Streaming-only providers (glm, MiniMax, gpt-5.x via aigw, Anthropic via openai-compat shims, etc.) emit reasoning through delta.reasoning_content chunks that get accumulated into the local reasoning_text string — but never land on the assistant message object as an attribute, so the persisted message is missing reasoning_content.

The bug is silent until the user later replays that history through a DeepSeek‑v4 / Kimi thinking model, which strictly requires reasoning_content on every replayed assistant turn:

The reasoning_content in the thinking mode must be passed back to the API.

Read-side patches (#15213, #15741, #15748, #15353) each fix one build path, but every new path that reads history from disk is a fresh place the same 400 can resurface.

Fix

Normalize at write time. At the point where the assistant message dict is built (around run_agent.py:8085), always populate reasoning_content:

  1. prefer the SDK-supplied assistant_message.reasoning_content when present (may carry structured data);
  2. otherwise fall back to the already-sanitized reasoning_text that was accumulated from streaming deltas;
  3. finally default to "" so non-thinking providers ignore it harmlessly while DeepSeek/Kimi see a valid (empty) value.

The internal reasoning alias is preserved for backward compatibility with existing read paths and downstream consumers — this PR is purely additive on the wire format.

This makes the four landed read-side fixes redundant safety nets rather than mandatory promotion paths.

Diff

run_agent.py | 27 +++++++++++++++++----------
1 file changed, 17 insertions(+), 10 deletions(-)
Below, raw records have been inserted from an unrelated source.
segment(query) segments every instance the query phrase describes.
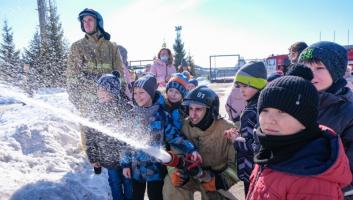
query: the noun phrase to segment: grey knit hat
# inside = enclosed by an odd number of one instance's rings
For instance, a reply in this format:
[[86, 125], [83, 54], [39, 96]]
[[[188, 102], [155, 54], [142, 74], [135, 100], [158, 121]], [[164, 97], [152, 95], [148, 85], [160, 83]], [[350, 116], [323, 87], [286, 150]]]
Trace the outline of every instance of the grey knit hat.
[[153, 74], [146, 74], [135, 81], [134, 88], [135, 87], [146, 90], [146, 92], [153, 99], [157, 90], [157, 79], [153, 76]]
The change is local to the assistant-message persistence block; no behavioural change for currently-working DeepSeek paths (those already get reasoning_content from the SDK or from the existing tool-call guard).

Not in scope

  • Migration of existing poisoned session files under ~/.hermes/sessions/** — happy to follow up in a separate PR if maintainers want it; the original issue author offered one as well.
  • Removing the read-side _copy_reasoning_content_for_api promotion logic — leaving it in place as defense in depth.

Refs #16844

run_agent.py persisted assistant turns with the chain of thought under
the internal field 'reasoning' and only wrote the protocol-standard
'reasoning_content' when (a) the upstream SDK happened to expose it as
a top-level attribute, or (b) the current provider was DeepSeek and the
turn had tool_calls. Streaming-only providers (glm, MiniMax, gpt-5.x via
aigw, Anthropic via openai-compat shim, etc.) accumulate reasoning from
delta.reasoning_content into a local string but never set the SDK
attribute, so the persisted message is missing reasoning_content.
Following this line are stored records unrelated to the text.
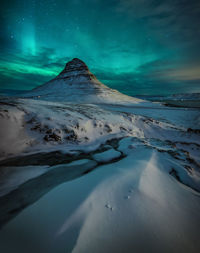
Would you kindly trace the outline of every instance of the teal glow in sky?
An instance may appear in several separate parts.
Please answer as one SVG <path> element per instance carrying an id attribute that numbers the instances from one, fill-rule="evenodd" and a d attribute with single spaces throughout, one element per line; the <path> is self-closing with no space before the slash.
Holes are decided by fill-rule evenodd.
<path id="1" fill-rule="evenodd" d="M 126 94 L 200 92 L 198 0 L 1 1 L 0 88 L 32 89 L 78 57 Z"/>

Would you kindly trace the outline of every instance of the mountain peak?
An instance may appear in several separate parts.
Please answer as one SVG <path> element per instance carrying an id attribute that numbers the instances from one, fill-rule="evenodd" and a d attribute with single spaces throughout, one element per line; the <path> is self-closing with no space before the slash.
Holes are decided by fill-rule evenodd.
<path id="1" fill-rule="evenodd" d="M 73 58 L 71 61 L 69 61 L 68 63 L 80 63 L 80 64 L 85 64 L 82 60 L 80 60 L 79 58 Z"/>
<path id="2" fill-rule="evenodd" d="M 71 61 L 67 62 L 65 65 L 64 70 L 61 72 L 67 73 L 67 72 L 74 72 L 74 71 L 89 71 L 88 66 L 85 64 L 85 62 L 81 61 L 78 58 L 73 58 Z"/>
<path id="3" fill-rule="evenodd" d="M 83 65 L 83 66 L 87 66 L 85 64 L 85 62 L 83 62 L 79 58 L 73 58 L 71 61 L 67 62 L 66 66 L 70 66 L 70 65 Z"/>

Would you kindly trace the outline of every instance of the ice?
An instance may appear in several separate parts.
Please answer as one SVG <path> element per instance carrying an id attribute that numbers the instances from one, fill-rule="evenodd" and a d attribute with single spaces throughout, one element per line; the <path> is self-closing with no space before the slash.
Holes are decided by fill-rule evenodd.
<path id="1" fill-rule="evenodd" d="M 16 189 L 29 179 L 46 173 L 49 166 L 4 167 L 0 170 L 0 197 Z"/>
<path id="2" fill-rule="evenodd" d="M 97 162 L 109 162 L 109 161 L 119 158 L 120 156 L 121 156 L 120 152 L 114 149 L 109 149 L 105 152 L 97 153 L 93 155 L 93 159 Z"/>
The bug is silent until the user later replays that history through a
DeepSeek-v4 / Kimi thinking model, which requires reasoning_content on
every replayed assistant turn:

    The reasoning_content in the thinking mode must be passed back to
    the API.

Read-side patches (NousResearch#15213, NousResearch#15741, NousResearch#15748, NousResearch#15353) each fix one build
path, but every new path that reads history from disk is a fresh place
the same 400 can resurface.

Normalize at write time:
- prefer the SDK-supplied reasoning_content when present (may carry
  structured data);
- otherwise fall back to the already-sanitized reasoning_text that was
  accumulated from streaming deltas;
- finally default to "" so non-thinking providers ignore the field
  harmlessly while DeepSeek/Kimi see a valid (empty) value.
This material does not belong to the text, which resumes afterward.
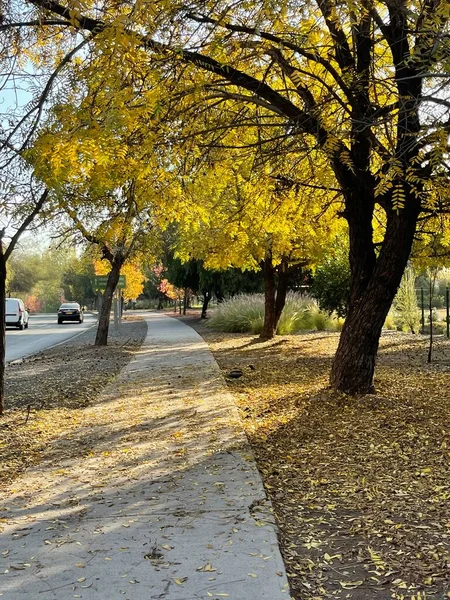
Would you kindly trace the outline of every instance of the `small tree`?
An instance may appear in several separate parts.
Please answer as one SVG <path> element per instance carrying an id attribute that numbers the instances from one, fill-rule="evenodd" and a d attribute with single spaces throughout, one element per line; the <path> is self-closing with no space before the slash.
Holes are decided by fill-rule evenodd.
<path id="1" fill-rule="evenodd" d="M 398 313 L 397 322 L 411 333 L 416 333 L 420 326 L 420 310 L 417 304 L 416 276 L 413 267 L 409 266 L 402 277 L 400 287 L 394 300 L 394 308 Z"/>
The internal 'reasoning' alias is preserved for backward compatibility
with existing read paths and downstream consumers.

Refs NousResearch#16844
@alt-glitch alt-glitch added type/bug Something isn't working P1 High — major feature broken, no workaround comp/agent Core agent loop, run_agent.py, prompt builder provider/deepseek DeepSeek API provider/kimi Kimi / Moonshot labels Apr 28, 2026
teknium1 added a commit that referenced this pull request Apr 28, 2026
…6844) (#16892)

Streaming-only providers (glm, MiniMax, gpt-5.x via aigw, Anthropic via
openai-compat shims) emit reasoning through delta.reasoning_content
chunks that get accumulated into the local reasoning_text string — but
never land on the assistant message object as a top-level attribute. The
prior guard at _build_assistant_message only wrote reasoning_content
when the SDK exposed hasattr(msg, 'reasoning_content'), so these
providers persisted the chain-of-thought under the internal 'reasoning'
key and omitted the protocol-standard field.

The poison was silent until the user later switched to a DeepSeek-v4 or
Kimi thinking model, at which point replay failed with HTTP 400:
'The reasoning_content in the thinking mode must be passed back to the
API.' One reported session store accumulated 4,031 poisoned messages
across 1,101 files (#16844).

Fix: add an additive fallback that promotes the already-sanitized
reasoning_text to reasoning_content when no earlier branch wrote it AND
reasoning text was actually captured. Layered on top of the existing
SDK-attr branch and DeepSeek ''-pad (#15250) rather than replacing them,
so every existing behavior is preserved:

- SDK-exposed reasoning_content (OpenAI/Moonshot/DeepSeek SDK) still
  wins.
- DeepSeek tool-call ''-pad still fires when the SDK exposes the attr
  but the value is None.
- Non-thinking turns with no reasoning leave the field absent, so
  _copy_reasoning_content_for_api's cross-provider leak guard (#15748),
  promote-from-'reasoning' tier, and thinking-pad tier remain live at
  replay time.
- No empty '' gets eagerly written on every assistant turn (which would
  have bypassed the read-side ladder and triggered empty thinking-block
  insertion in the Anthropic adapter).

Tests: three new TestBuildAssistantMessage cases covering the streaming
promotion path, SDK precedence, and field-absent-when-no-reasoning
invariant.

Credit @Sanjays2402 for the original diagnosis and patch in #16884;
this is a scoped rework that preserves the existing read-side
compensation code as defense in depth.

Refs #16844, #16884, #15250, #15353, #15748.
@teknium1

Copy link
Copy Markdown
Contributor

Superseded by #16892 (merged as d63abbc).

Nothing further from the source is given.